I'm just back from a wonderful trip to Washington, D.C. Not only do I have lots of new information for my own research projects, I also have lots of new material for this blog. After talking with several of the reference specialists at NARA and reading all the material on the status of the Library of Michigan, I've decided that my Madness Monday blogs are going to cover some of the problems that make me angry, not those ancestors who drive me mad. If you have not read about the potential decimation of the wonderful Library of Michigan, Shirley Gage Hodges' article, Crisis Facing the Library of Michigan, is an excellent starting point.
I've always loved researching at the Library of Michigan. The building is beautiful, there is ample parking, and the collection is amazing. I love their microfilm newspaper collection. None of the online newspaper sources come close to the coverage provided at the Library of Michigan. When I visit, I frequently spend two days working through the newspapers alone! Their website, Michigan History, Arts & Libraries, could serve as a model for many states. What will happen if this Michigan treasure is decimated? Michigan's governor expects to save about two million dollars per year. I don't know how many out-of-state researchers go to Lansing each year, but if one assumes approximately ten each week spending five days in the library and archives, all spending what this fiscally conservative blogger does on a research trip, the state of Michigan will lose about one million tourist dollars per year. Where is the savings here? The state will also lose a lot of prestige in research circles that include librarians and historians, as well as genealogists.
What does it mean for genealogists? Even assuming all the material is preserved - and that is still in question - it's likely to be scattered among several repositories, the bulk perhaps going to the MSU library. Although my experience is limited, I can't say I've been completely happy with some of my research trips to areas that have done this. Here are two examples.
Original records in Wisconsin can be found in various Area Research Centers. I planned a research trip to Grant County, Wisconsin, several years ago. Of course, I did a lot of homework before I went. Given the fact that the Area Research Center for this region is housed in the University of Wisconsin-Platteville, I expected - and got - less than perfect parking. I wrote ahead for more details about the hours of access and asked questions about some collection specifics. The response gave me the incorrect hours and incomplete information on the collection specifics. The actual hours were much fewer than my informant stated, and I discovered that some of the resources I requested were actually located at two other Area Research Centers. Reference services varied depending on the person present, and some of these people were less than knowledgeable about the holdings. After two days, I decided my time might be better spent on another project at the Minnesota State Archives, so I headed to Minneapolis for the rest of my vacation.

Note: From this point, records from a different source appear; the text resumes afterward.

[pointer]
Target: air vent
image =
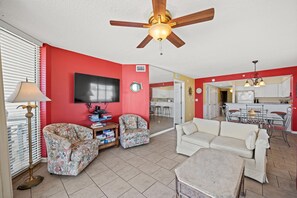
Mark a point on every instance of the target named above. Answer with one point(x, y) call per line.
point(140, 68)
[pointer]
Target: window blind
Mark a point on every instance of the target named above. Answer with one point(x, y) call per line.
point(20, 60)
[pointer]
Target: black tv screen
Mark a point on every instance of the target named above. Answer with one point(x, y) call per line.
point(95, 89)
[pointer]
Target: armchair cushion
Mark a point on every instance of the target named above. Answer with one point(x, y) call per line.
point(82, 149)
point(130, 122)
point(66, 131)
point(70, 148)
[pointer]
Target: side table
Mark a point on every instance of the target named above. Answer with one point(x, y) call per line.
point(109, 125)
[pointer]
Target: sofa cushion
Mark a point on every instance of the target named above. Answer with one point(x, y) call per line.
point(207, 126)
point(237, 130)
point(251, 140)
point(232, 145)
point(189, 128)
point(199, 138)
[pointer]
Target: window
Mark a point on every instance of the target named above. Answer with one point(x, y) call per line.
point(20, 60)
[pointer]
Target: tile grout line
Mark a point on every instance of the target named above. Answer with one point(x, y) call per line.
point(96, 184)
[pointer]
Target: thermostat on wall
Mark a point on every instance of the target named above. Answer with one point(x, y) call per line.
point(140, 68)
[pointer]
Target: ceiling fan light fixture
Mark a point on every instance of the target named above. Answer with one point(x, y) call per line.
point(262, 83)
point(160, 31)
point(247, 84)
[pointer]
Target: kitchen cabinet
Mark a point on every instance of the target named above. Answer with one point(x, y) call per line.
point(271, 90)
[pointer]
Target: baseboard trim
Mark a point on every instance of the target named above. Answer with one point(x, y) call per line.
point(161, 132)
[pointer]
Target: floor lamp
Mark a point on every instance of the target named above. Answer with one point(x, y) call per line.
point(28, 92)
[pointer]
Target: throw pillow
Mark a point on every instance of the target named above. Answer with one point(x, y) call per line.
point(190, 128)
point(131, 122)
point(250, 140)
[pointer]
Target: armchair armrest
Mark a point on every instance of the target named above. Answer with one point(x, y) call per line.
point(142, 123)
point(122, 126)
point(57, 146)
point(83, 133)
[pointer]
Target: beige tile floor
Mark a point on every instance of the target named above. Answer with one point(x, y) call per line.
point(148, 171)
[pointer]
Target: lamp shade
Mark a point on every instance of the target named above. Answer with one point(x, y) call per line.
point(26, 92)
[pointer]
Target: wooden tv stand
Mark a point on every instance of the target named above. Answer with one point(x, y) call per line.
point(109, 125)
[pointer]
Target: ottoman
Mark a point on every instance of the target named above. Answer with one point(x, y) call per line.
point(210, 173)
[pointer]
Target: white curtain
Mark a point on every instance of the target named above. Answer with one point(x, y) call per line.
point(5, 177)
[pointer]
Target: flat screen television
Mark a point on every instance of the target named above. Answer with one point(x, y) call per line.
point(95, 89)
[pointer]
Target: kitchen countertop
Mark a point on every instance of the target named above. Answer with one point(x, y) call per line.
point(258, 103)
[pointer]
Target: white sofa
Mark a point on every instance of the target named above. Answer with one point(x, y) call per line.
point(227, 136)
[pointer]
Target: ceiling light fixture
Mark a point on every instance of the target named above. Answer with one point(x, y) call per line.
point(159, 31)
point(256, 80)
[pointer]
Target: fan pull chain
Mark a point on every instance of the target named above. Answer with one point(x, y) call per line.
point(160, 47)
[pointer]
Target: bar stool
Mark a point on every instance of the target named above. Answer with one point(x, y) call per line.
point(158, 110)
point(166, 111)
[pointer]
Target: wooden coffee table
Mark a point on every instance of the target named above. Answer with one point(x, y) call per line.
point(210, 173)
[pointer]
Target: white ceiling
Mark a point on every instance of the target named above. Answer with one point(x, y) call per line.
point(267, 80)
point(158, 75)
point(240, 32)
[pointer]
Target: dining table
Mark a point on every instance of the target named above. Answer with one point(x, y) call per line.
point(262, 119)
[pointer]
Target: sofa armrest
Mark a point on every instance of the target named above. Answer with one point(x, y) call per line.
point(180, 132)
point(83, 133)
point(262, 144)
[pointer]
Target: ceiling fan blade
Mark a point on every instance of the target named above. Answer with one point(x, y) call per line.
point(175, 40)
point(129, 24)
point(198, 17)
point(159, 8)
point(145, 41)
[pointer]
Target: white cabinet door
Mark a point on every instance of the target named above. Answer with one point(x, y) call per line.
point(267, 91)
point(259, 92)
point(171, 94)
point(271, 90)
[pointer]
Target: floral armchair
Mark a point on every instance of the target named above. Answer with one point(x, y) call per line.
point(70, 148)
point(133, 131)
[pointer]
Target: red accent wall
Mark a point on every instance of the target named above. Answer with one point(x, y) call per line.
point(163, 84)
point(264, 73)
point(136, 103)
point(57, 82)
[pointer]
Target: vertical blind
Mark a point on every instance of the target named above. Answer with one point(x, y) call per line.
point(20, 60)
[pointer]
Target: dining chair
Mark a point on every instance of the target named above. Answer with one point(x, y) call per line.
point(284, 128)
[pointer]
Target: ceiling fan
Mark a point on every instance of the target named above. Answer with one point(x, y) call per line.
point(160, 23)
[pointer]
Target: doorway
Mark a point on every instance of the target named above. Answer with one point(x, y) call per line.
point(179, 102)
point(161, 100)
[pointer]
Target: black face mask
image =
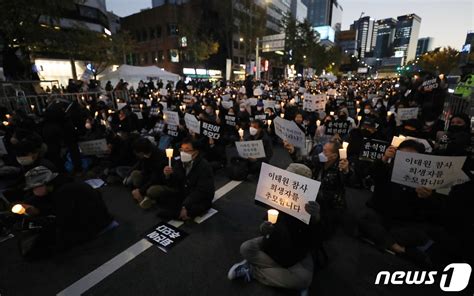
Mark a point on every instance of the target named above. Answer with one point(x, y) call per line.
point(456, 129)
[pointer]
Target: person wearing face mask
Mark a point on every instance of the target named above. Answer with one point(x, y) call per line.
point(146, 174)
point(257, 132)
point(78, 211)
point(398, 215)
point(192, 179)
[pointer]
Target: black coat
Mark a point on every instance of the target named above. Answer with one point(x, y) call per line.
point(196, 188)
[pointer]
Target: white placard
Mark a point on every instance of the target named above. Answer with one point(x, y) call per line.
point(163, 92)
point(95, 147)
point(3, 149)
point(407, 113)
point(171, 117)
point(290, 132)
point(285, 191)
point(250, 149)
point(192, 123)
point(253, 101)
point(314, 102)
point(430, 171)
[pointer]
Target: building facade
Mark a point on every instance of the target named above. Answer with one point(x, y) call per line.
point(406, 37)
point(424, 45)
point(385, 37)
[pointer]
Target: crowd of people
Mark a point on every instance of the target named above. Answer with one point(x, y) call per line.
point(427, 227)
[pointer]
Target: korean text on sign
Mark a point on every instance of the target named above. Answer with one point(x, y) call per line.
point(286, 191)
point(430, 171)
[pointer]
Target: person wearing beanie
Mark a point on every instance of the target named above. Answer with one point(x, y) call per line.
point(282, 256)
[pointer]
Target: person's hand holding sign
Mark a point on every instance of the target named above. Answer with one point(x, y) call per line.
point(344, 166)
point(423, 192)
point(389, 154)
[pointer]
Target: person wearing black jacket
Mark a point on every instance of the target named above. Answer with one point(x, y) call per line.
point(192, 182)
point(79, 211)
point(146, 173)
point(282, 256)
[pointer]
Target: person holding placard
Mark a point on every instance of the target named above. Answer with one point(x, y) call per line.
point(282, 256)
point(398, 221)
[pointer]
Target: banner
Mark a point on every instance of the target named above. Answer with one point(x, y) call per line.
point(95, 147)
point(171, 117)
point(250, 149)
point(210, 130)
point(373, 149)
point(407, 113)
point(430, 171)
point(192, 123)
point(285, 191)
point(165, 236)
point(290, 132)
point(314, 102)
point(338, 127)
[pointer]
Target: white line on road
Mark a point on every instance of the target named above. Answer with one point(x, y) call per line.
point(103, 271)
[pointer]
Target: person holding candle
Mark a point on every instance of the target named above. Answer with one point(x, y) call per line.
point(146, 174)
point(282, 256)
point(79, 211)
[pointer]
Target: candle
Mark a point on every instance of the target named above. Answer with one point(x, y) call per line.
point(169, 154)
point(18, 209)
point(272, 216)
point(342, 153)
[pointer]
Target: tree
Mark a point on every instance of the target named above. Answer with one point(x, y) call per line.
point(439, 61)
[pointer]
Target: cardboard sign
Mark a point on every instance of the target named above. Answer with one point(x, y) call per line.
point(172, 130)
point(250, 149)
point(3, 149)
point(171, 117)
point(192, 123)
point(338, 127)
point(314, 102)
point(95, 147)
point(210, 130)
point(373, 149)
point(430, 171)
point(165, 236)
point(269, 104)
point(407, 113)
point(285, 191)
point(230, 120)
point(290, 132)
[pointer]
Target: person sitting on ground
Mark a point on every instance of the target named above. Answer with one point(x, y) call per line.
point(80, 213)
point(148, 171)
point(282, 256)
point(192, 185)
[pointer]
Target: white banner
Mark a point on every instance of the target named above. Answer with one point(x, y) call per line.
point(192, 123)
point(285, 191)
point(171, 117)
point(407, 113)
point(290, 132)
point(95, 147)
point(314, 102)
point(250, 149)
point(430, 171)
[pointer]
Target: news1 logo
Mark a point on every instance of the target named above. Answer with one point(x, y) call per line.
point(454, 278)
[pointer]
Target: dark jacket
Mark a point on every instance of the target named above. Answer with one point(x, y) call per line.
point(196, 188)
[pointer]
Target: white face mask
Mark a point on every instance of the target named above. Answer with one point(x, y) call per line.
point(186, 157)
point(322, 157)
point(25, 160)
point(253, 131)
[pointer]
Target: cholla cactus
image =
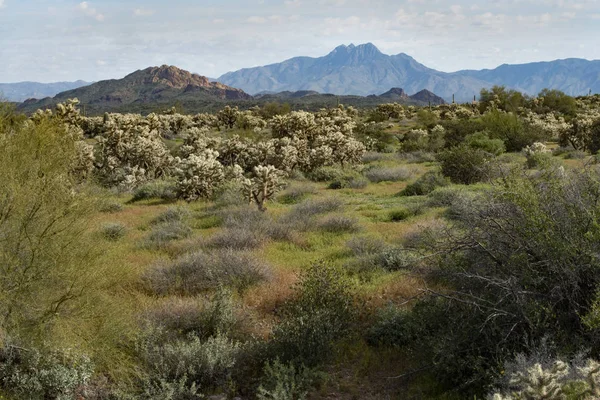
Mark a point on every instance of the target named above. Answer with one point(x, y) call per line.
point(537, 383)
point(227, 116)
point(249, 121)
point(536, 148)
point(132, 143)
point(83, 163)
point(391, 110)
point(591, 373)
point(267, 181)
point(300, 124)
point(199, 175)
point(537, 154)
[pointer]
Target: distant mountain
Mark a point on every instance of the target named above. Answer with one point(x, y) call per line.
point(574, 76)
point(143, 89)
point(22, 91)
point(364, 70)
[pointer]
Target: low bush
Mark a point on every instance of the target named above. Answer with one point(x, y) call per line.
point(365, 245)
point(339, 224)
point(197, 272)
point(372, 156)
point(464, 164)
point(321, 312)
point(357, 182)
point(113, 231)
point(481, 140)
point(110, 207)
point(426, 184)
point(400, 214)
point(157, 189)
point(253, 228)
point(285, 381)
point(172, 214)
point(183, 316)
point(326, 174)
point(163, 234)
point(188, 368)
point(301, 217)
point(393, 327)
point(416, 157)
point(32, 374)
point(238, 239)
point(389, 174)
point(296, 193)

Not too long ago, I was able to spend a brief time on my Madison County, Kentucky, problems. Rather than heading to Frankfort for the day, I decided to visit the collection at the Eastern Kentucky University library archives in Richmond. Given the limited time I had, this was not a bad decision. I might have found it frustrating, though, if I were spending a week at that repository. Parking was abominable, I knew more about the collection than the first reference provider I spoke to, and the hours were very limited. There was only one microfilm reader providing access to the valuable county records, but fortunately, I was the only visitor interested in those records. Of course, my perception was also colored by the fact that it was absolutely pouring the entire day and my planned cemetery visit was washed out.
Historical records are extraordinarily diverse, and those responsible for preserving these records and providing access are respected scholars in their own right. The citizens of Michigan and the professionals at the Library of Michigan deserve better from their elected officials. I can't be in Lansing on Wednesday to participate in "Hands Around the Library," but like thousands of researchers, I'll be thinking of everyone there.